An unsentimental indie with heart and pathos in equal measure.
Lean on Pete
Director: Andrew Haigh
Screenplay: Haigh, from Willy Vlautin novel
Cast: Charlie Plummer (All the Money in the World), Chloe Sevigny (Love & Friendship)
Runtime: 2hr 1 min
by John DeSando
If you think Andrew Haigh’s Lean on Pete, adapted from the novel by writer-musician Willy Vlautin, is a boiler plate boy and his horse idyll, then go see Black Stallion. Here is the story of an underclass teen, 15 year old Charley (Charlie Plummer), who happens on a summer job tending stables and horses that gives him purpose and edges him into adulthood with love and tragedy.
Set in the Pacific Northwest’s Portland, the unsentimental dramatic adventure has encounters with his single father, Ray (Travis Fimmel), and girlfriends like a married secretary (Amy Seimetz) who brings Ray enormous trouble. Charley experiences loving that can be violent and survival that is uncertain.
Better is his experience with horses and a sleazy owner, Del (Steve Buscemi), who shows him how to tend the horses and eat in a civilized fashion, as well as the underbelly of horse racing on the low-end circuit. Del, a complex character of the rough and soft, leads Charley to his first big love, aging quarter horse Lean on Pete, on whom Charlie will lean for emotional support as long as fate allows. Absconding with Pete to keep him from the slaughterhouse leads Charley to parlous times and tragedy but toward salvation.
The first half is chockfull of small experiences with the underclass, each member of whom is struggling to survive but not without a few raucous interludes. Basically, however, life in trailers and moveable horse races frequently leads to grim futures.
As with any teen, breaking with parents and guardians is crucial to maturation, and Charley is no different. When he and Pete take off to find long lost Aunt Margy (Alison Elliot), the broad vista of the West, dramatically photographed by Magnus Jonck, beckons the wanderers and portends dramatic challenges, not the least of which are the desert and unscrupulous adults.
Yet, listening to Charley confide about his life to Pete as they amble to the future is one of the film’s understated delights. Like the film itself, we can exult in Charley’s independence while fearing for his physical and mental safety.

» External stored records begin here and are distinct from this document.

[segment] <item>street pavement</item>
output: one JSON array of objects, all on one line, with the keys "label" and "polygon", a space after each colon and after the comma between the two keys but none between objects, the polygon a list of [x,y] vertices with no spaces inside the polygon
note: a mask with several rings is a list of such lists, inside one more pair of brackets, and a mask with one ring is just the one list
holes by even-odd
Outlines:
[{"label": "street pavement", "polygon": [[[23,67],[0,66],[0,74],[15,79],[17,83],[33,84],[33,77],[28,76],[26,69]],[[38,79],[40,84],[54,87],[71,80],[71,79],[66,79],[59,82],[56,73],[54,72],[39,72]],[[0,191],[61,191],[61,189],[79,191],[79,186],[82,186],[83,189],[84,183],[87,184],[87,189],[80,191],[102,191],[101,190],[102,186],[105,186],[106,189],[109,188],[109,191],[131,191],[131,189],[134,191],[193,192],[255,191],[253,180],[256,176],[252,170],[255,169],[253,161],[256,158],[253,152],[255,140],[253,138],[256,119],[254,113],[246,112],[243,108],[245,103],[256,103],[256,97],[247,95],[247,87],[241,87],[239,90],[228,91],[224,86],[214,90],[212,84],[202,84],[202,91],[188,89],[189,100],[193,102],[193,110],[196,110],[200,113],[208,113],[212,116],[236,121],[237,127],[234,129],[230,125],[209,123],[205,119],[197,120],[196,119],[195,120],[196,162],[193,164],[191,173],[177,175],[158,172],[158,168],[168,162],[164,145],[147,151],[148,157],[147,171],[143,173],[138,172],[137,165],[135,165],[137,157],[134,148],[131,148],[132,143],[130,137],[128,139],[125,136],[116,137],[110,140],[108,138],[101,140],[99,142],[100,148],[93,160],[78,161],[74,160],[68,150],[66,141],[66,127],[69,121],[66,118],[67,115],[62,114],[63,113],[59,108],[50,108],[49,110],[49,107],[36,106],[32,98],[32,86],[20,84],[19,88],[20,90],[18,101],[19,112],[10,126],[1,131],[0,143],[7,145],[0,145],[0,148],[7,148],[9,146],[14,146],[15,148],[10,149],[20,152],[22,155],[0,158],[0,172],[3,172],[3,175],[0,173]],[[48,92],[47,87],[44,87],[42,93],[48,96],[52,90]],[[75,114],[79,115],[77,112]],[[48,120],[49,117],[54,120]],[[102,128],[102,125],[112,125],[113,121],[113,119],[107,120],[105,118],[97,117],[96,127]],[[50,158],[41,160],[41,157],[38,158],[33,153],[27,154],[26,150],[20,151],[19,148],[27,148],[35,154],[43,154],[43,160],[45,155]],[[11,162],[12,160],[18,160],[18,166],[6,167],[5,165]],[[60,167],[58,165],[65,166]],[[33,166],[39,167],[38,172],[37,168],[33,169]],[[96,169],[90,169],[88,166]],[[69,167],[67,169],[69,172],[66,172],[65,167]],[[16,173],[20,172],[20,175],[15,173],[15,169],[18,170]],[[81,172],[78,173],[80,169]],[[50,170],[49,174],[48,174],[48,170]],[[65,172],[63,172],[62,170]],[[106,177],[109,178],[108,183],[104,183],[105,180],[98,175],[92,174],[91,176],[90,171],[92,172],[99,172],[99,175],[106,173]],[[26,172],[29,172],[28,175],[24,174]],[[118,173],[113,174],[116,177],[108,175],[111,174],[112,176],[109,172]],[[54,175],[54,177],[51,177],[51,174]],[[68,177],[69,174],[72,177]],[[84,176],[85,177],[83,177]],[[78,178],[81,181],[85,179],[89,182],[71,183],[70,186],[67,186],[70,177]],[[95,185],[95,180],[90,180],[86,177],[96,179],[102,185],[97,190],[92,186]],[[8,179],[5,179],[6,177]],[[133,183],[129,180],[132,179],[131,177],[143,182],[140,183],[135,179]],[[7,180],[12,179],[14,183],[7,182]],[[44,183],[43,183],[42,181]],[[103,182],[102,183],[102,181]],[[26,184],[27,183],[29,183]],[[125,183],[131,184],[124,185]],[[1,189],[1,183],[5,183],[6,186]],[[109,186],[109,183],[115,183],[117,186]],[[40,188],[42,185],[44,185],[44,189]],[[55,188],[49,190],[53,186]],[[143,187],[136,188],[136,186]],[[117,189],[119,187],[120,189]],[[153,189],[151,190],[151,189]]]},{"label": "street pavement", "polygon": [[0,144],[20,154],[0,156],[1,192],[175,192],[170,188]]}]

As a youthful representative of a vulnerable class, Charley brings hope from his travels. Like a Steinbeck wanderer, he trudges to a problematic future as he builds on his brief but illuminating early-life experiences.
Just listen to the Bonnie Prince Billy cover of R. Kelly’s “The World’s Greatest” over the credits to catch his melancholy present and future, no longer leaning on Pete for survival.